What the project does as a whole. The script allows for the extraction of select geneotypes from a VCF file containing Single Nucleotide Polymorphisms (SNPs) genotype information for over 20,000 soybean accessions. I used bcftools to extract accessions I will be working with for my dissertation. The selected population of 973 diverse Plant Introductions(PIs) was sampled from the USDA Germplasm resources Information Network (GRIN). FastStructure population analysis using default settings was used to identify related population-groups. FastStructure is an algorithm for inferring population structure from developed especially large SNP genotype data. To choose the correct number of model components that explain structure in the dataset the algorithm was run for multiple choices of K values, that is the number of populations or clusters that your samples are best divided into. I then used choosek.py to choose the number of clusters k that best describes the clusters of my population. Choosek.py needs results from a range of K values so I ran structure.py with K values from 1-16. fastStructure is picky on how you prefix results which caused it to give me a wrong result. It was first indicating K=3 for my population but I assumed and detected 14 populations through PCA in R. I changed the prefix for the output and was able to get K=14 through fastStructure. I used distruct.py to produce plots of the results with both K=3 and K=14. Using the results from choose K i specified the K units in distruct.py to tell it how many clusters represent my data.

I also did this for the GRIN population minus the accessions I will be using to get an overall look at the population structure of the germplasm collection (all_lines.md). FastStructure chose k=5. I did not run a seperate PCA analysis for this data.
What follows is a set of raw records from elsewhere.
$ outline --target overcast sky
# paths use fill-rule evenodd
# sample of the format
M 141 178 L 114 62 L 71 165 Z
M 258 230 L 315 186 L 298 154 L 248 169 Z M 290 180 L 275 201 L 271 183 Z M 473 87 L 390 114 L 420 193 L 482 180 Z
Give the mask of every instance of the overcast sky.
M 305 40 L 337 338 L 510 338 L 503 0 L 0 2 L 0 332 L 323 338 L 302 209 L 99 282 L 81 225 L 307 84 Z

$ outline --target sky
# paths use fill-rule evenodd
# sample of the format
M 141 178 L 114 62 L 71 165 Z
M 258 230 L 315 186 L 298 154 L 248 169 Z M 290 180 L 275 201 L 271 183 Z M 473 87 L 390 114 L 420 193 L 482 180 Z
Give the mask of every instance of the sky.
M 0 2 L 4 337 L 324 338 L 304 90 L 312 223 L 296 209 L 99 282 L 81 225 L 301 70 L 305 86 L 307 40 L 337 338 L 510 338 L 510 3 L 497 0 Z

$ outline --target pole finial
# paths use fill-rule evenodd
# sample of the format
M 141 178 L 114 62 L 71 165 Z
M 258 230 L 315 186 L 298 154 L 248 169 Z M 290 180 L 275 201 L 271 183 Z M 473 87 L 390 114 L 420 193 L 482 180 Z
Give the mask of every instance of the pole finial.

I Also ran fastStucture with Logistic prior option which is useful when structure in the data is weak for both populations, "my_lines" and "all_lines"

What each script does.

The Script extracts genotypes from a VCF file obtained from https://www.soybase.org/snps/ using bcftools. Fixes the vcf file using tabix from SAMtools. Fixes file containing list of select accessions. Filters select accessions from the VCF and converts to proper format (VCF -> PLINK bed) Goes through the installation of fastStructure. Runs structure.py from fastStructure using a SLURM job script. Runs structure.py with prior=logistic from fastStructure using a SLURM job script. Runs choose.py from fastStructure to select proper K unit to model components that explain structure in my data. Runs distruct.py to make plots to visualize results.

Where to access the data at OSC, assuming that the data is not in your repository.

The VCF file and file containing select samples can be found at: /users/PAS1707/diaz335/Data/faststructure/ This is the data needed to run the scripts. The fastStructure results for my_lines can be found at /fs/ess/PAS1855/users/diaz335/final_project/my_lines/faststructure/test1. The plot is the .svg file. fastStructure results for all_lines can be found /fs/ess/PAS1855/users/diaz335/final_project/minus_accessions/faststructure/test

How the project’s scripts can be rerun using a single script or Snakefile.

The project's scripts can be run from the terminal. Conda environments will be needed for some steps. There is a Single script markdown that goes through the steps of the entire workflow. There is one markdown for each of the populations.